Este último grupo comercial, vertiginosamente surgido a primer plano, muestra sin duda una impaciencia creciente frente a las limitaciones legales que su estilo mercantil encuentra; durante los años finales del dominio español favorece, junto con los hacendados, la liberalización comercial emprendida por la corona. Todo esto no basta para atribuirle un papel renovador en el plano estrictamente económico; o –más exactamente– no basta para reconocer en su actitud el estilo de renovación que la nueva teoría económica propugna (ya que en rigor se insinúan en este grupo innovaciones que la Argentina independiente va a conocer demasiado bien).

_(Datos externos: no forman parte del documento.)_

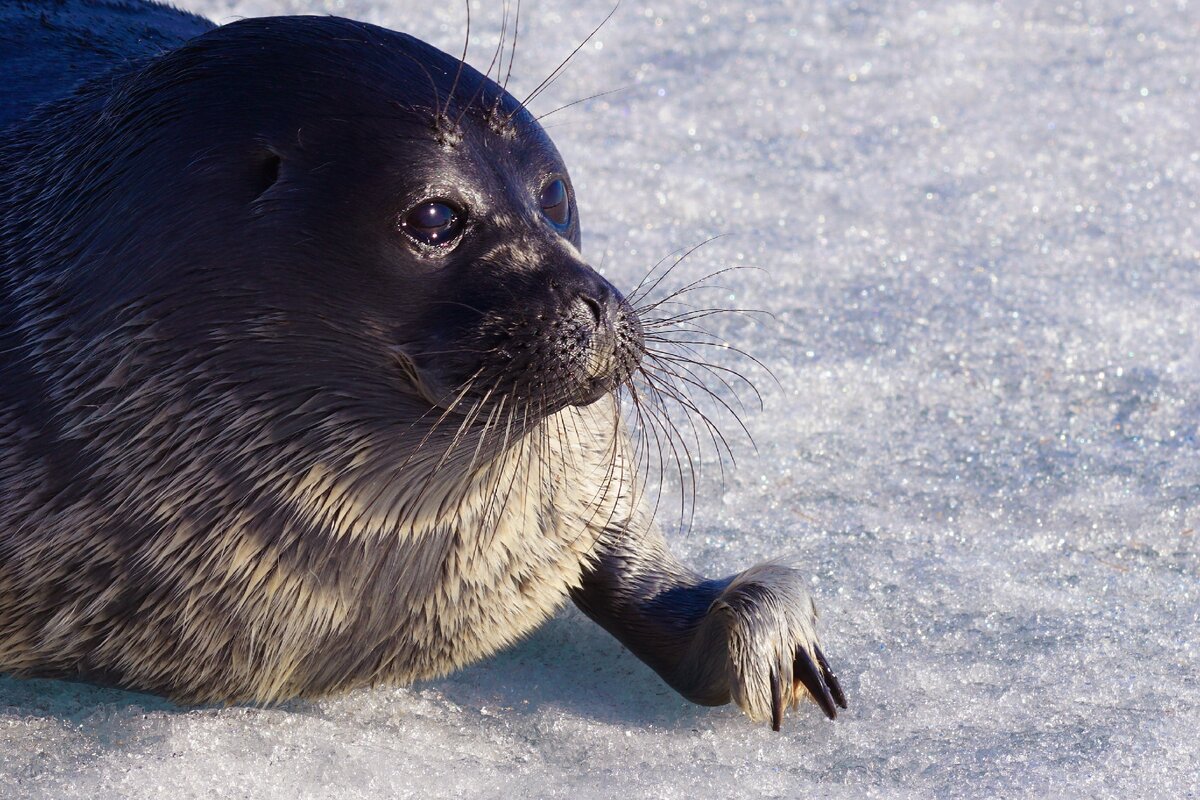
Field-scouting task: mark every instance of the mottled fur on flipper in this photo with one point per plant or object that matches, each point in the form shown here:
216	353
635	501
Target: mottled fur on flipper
259	441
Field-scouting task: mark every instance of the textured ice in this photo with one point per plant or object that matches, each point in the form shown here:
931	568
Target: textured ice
978	235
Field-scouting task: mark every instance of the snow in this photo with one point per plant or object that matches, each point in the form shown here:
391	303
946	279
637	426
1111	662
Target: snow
977	230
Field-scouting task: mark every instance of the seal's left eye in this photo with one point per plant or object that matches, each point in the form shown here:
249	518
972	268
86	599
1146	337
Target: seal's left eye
556	204
433	223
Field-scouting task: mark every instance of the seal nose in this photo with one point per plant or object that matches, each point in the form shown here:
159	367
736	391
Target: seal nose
593	305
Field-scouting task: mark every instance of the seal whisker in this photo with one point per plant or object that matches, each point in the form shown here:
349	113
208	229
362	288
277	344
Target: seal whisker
643	290
557	71
457	74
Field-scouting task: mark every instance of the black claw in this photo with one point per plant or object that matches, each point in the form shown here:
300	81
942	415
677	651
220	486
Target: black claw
777	702
831	679
807	673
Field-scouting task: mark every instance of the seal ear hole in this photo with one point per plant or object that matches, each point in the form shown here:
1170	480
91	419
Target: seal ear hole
268	173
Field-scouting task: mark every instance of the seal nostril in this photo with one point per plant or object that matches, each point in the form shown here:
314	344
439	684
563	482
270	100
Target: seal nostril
594	307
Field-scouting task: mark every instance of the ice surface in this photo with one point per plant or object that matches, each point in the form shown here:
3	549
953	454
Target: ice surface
981	242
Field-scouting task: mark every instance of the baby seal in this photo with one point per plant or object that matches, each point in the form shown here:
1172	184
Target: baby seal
305	385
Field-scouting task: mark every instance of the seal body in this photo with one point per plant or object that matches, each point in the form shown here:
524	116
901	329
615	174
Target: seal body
305	385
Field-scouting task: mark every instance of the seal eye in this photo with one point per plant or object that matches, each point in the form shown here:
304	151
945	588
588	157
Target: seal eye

En efecto, lo que en este grupo sustituye a la rutinaria explotación de una ubicación privilegiada en el circuito comercial es la tendencia a la especulación; sin duda esta tendencia es presentada, y no sin orgullo, como un progreso respecto de la antes dominante: Tomás Antonio Romero, el más poderoso de esos comerciantes de nuevo estilo, iba a contraponer al comercio “sedentario y pasivo” antes dominante el “descubridor de provincias, colonias y reinos totalmente desconocidos”[31] que él practicaba. Pero esta nueva audacia no es premiada –no podría serlo en los tiempos revueltos que para el comercio mundial inauguran las guerras revolucionarias y napoleónicas– con la conquista estable de nuevas rutas y nuevos mercados; la nueva vía de acceso a la prosperidad consiste en acumular golpes afortunados utilizando, con la necesaria versatilidad, una coyuntura esencialmente variable.